A evidência de uma possível ilicitude ocorre quando um laudo é


francamente dissociado de critérios técnicos aceitáveis e ainda gera uma curiosa
associação dos honorários do perito com o montante de recursos envolvidos nos
efeitos que produz, uma vez homologado pelo juízo. Consiste em um exercício
muito simples de percepção, demandando, em geral, cálculos matemáticos. É
necessário salientar que laudos abusivos podem coincidir com pesados
montantes de recursos econômicos em jogo. É menos usual constatar laudos
teratológicos ou arbitrários em processos despidos de interesses econômicos
vultosos. Então, quando há grandes interesses econômicos, a atenção dos juízes
e dos agentes do Ministério Público, sem falar nos advogados, há que ser
redobrada.

Um sinal interessante, que induz à caracterização de um laudo abusivo,


em se tratando de aquilatar os interesses econômicos em jogo, diz respeito à
configuração do suporte do enriquecimento sem justa causa, ou
desproporcional, de uma parte (beneficiária do laudo) em detrimento de outra.
Um laudo ilícito, confeccionado com desvio de poder, sem suporte em regras
técnicas e racionais, pode refletir o enriquecimento sem justa causa de alguém.
Cuida-se de uma equação aparentemente singela: o laudo gera o
enriquecimento vertiginoso, sem justa causa, de uma parte em detrimento da
outra. Independentemente de o perito ser beneficiário formal de honorários, o
certo é que a desproporção no enriquecimento de uma parte em detrimento de
29
outra é sinal gritante de virtual desvio de poder. Eventual enriquecimento do
perito, se houver, pode ocorrer por caminhos ocultos, nem sempre ao alcance
do olhar fiscalizatório.

É claro que dificilmente haverá apenas uma simples e ordinária


negligência do perito, no sentido clássico da expressão, quando presente essa
hipótese do enriquecimento sem justa causa de uma pessoa em detrimento de
outra, à custa de um laudo arbitrário e francamente abusivo. Não se pode
presumir que as pessoas sejam ingênuas, mormente profissionais que estejam a
atuar num processo que envolva interesses econômicos significativos.
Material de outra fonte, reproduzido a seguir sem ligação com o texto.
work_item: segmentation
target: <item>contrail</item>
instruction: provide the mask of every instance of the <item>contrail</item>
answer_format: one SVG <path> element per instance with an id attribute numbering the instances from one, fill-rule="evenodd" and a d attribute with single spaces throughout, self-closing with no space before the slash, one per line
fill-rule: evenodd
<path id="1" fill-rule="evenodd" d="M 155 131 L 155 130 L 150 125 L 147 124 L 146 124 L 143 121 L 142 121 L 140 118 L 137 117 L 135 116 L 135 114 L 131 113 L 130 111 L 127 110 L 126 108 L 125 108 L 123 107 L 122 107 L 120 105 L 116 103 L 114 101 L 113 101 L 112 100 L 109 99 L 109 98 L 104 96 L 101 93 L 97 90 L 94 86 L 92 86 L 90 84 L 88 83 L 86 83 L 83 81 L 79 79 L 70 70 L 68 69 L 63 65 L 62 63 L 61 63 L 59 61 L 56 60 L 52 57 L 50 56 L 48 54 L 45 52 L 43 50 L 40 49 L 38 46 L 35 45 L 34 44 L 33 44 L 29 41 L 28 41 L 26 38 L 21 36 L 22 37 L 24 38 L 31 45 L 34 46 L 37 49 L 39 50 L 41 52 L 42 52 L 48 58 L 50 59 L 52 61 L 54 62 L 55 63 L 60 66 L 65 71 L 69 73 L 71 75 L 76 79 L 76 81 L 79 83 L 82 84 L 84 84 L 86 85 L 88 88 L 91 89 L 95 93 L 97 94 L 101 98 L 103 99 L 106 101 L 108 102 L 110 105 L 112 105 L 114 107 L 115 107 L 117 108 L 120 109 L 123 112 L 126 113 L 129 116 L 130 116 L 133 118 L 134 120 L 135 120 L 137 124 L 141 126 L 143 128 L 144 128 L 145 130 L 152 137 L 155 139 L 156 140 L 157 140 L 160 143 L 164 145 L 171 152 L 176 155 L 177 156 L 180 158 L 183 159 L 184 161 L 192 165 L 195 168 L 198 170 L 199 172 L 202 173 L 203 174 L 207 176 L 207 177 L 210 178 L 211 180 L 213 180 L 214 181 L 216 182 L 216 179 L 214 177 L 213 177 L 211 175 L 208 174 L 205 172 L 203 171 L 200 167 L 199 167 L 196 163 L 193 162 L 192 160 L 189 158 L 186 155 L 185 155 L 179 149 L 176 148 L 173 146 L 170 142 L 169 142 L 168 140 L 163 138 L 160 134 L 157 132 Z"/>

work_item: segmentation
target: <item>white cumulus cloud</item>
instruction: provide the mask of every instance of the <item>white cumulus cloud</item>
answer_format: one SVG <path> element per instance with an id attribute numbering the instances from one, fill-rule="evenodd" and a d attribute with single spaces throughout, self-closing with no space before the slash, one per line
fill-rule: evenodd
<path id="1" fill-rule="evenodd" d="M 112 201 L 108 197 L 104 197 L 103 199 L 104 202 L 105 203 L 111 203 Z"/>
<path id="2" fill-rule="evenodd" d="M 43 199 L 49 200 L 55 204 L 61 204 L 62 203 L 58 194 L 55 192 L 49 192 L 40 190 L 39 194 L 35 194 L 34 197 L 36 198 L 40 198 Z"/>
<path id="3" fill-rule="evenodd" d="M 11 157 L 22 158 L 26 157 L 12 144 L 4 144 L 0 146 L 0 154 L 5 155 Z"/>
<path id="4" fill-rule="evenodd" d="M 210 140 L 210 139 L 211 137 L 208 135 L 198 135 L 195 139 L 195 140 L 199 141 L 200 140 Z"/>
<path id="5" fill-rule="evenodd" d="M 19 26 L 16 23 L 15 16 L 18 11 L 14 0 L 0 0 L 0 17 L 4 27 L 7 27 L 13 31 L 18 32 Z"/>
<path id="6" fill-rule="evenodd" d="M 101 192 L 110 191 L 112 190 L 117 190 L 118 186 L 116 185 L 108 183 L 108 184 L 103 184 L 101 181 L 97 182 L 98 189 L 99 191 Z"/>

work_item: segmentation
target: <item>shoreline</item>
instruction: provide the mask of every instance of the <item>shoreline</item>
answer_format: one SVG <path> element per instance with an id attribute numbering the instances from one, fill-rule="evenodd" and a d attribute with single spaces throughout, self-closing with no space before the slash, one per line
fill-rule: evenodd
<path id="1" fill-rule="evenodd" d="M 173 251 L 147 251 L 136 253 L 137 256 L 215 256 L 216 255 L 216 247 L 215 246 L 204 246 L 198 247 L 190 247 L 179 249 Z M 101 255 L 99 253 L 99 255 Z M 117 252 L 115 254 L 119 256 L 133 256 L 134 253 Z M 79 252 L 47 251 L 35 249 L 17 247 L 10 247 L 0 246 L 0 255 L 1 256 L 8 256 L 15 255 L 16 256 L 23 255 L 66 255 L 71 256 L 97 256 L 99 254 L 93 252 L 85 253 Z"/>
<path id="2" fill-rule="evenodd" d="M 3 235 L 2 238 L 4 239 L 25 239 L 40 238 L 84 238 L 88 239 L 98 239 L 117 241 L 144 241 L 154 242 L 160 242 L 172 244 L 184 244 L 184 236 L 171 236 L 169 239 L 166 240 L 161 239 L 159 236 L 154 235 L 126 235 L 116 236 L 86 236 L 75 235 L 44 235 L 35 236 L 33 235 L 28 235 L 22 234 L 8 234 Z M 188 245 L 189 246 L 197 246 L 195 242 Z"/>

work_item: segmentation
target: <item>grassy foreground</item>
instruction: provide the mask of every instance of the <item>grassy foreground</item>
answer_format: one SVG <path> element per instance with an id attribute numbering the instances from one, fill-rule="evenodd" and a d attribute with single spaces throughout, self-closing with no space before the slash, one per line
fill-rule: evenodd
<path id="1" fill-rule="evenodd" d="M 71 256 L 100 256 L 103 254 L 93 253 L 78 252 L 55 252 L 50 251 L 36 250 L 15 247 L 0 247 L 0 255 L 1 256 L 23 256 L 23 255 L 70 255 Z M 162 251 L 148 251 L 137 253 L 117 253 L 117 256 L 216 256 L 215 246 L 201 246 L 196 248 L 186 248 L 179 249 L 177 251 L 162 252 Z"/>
Ademais,
como referi, um perito tem obrigação de conhecer, necessariamente, certos
níveis mínimos de regras para o desempenho de suas elevadas e nobres
funções.

A investigação das intenções – eis a clássica via penal em teste - não é,


no universo que examino, o único caminho para desvendar a natureza ilícita de
um laudo e suas respectivas responsabilidades, nem mesmo o melhor deles. Já
mencionei as peculiaridades do dolo administrativo, ordinariamente travestido de
erro grosseiro, na modalidade do desvio de poder, que dispensa investigações
acerca do comportamento doloso em seu conteúdo clássico, tipicamente penal.
Em tal cenário, emerge a culpa grave, que faz fronteira muito estreita com o
dolo, daí por que as parecenças naturais e os laços íntimos. Porém, repita-se, o
dolo administrativo ganha suas nuanças, relativamente ao dolo penal, em face
das peculiaridades das figuras típicas contempladas na Lei 8.429/92, no bojo das
relações de sujeição especial. O que diferencia uma categoria da outra é, a final,
o próprio tipo sancionador e a especialidade da relação de sujeição mantida pelo
Estado com o destinatário de suas normas. Daí por que, vale insistir, na
improbidade administrativa o dolo é estruturalmente mais aberto do que o
congênere da seara penal, quando o sistema penal cuida dos crimes contra a
Administração Pública.

O prosseguimento no exame mais profundo da subjetividade do agente


pode até ser uma alternativa, mas certamente não exclui a análise mais imediata
e eficaz do desvio de poder, inclusive no que concerne ao revestimento da
improbidade administrativa. O referido aprofundamento pode ser interessante
na via penal, ou mesmo pode emergir com espantosa naturalidade no bojo de
uma instrução processual em investigação ou ação de improbidade, mas não
transparece como indispensável ao início das investigações ou, inclusive, para o
ajuizamento de ação civil.

Cabe um registro mais específico em relação ao setor público, no qual


os laudos abusivos, proferidos com prejuízo ao erário, ainda indicam, como sinal
exterior freqüente, o comportamento negligente de profissionais da advocacia
pública, a concorrer à causação do ato, por ação ou omissão. Em tais casos, o
Poder Público fica, não raro, desprovido de defesa adequada e o laudo costuma
transitar em julgado já na primeira instância ou no próprio tribunal local, quando
houver impugnação ou discussão eficaz em torno ao seu conteúdo.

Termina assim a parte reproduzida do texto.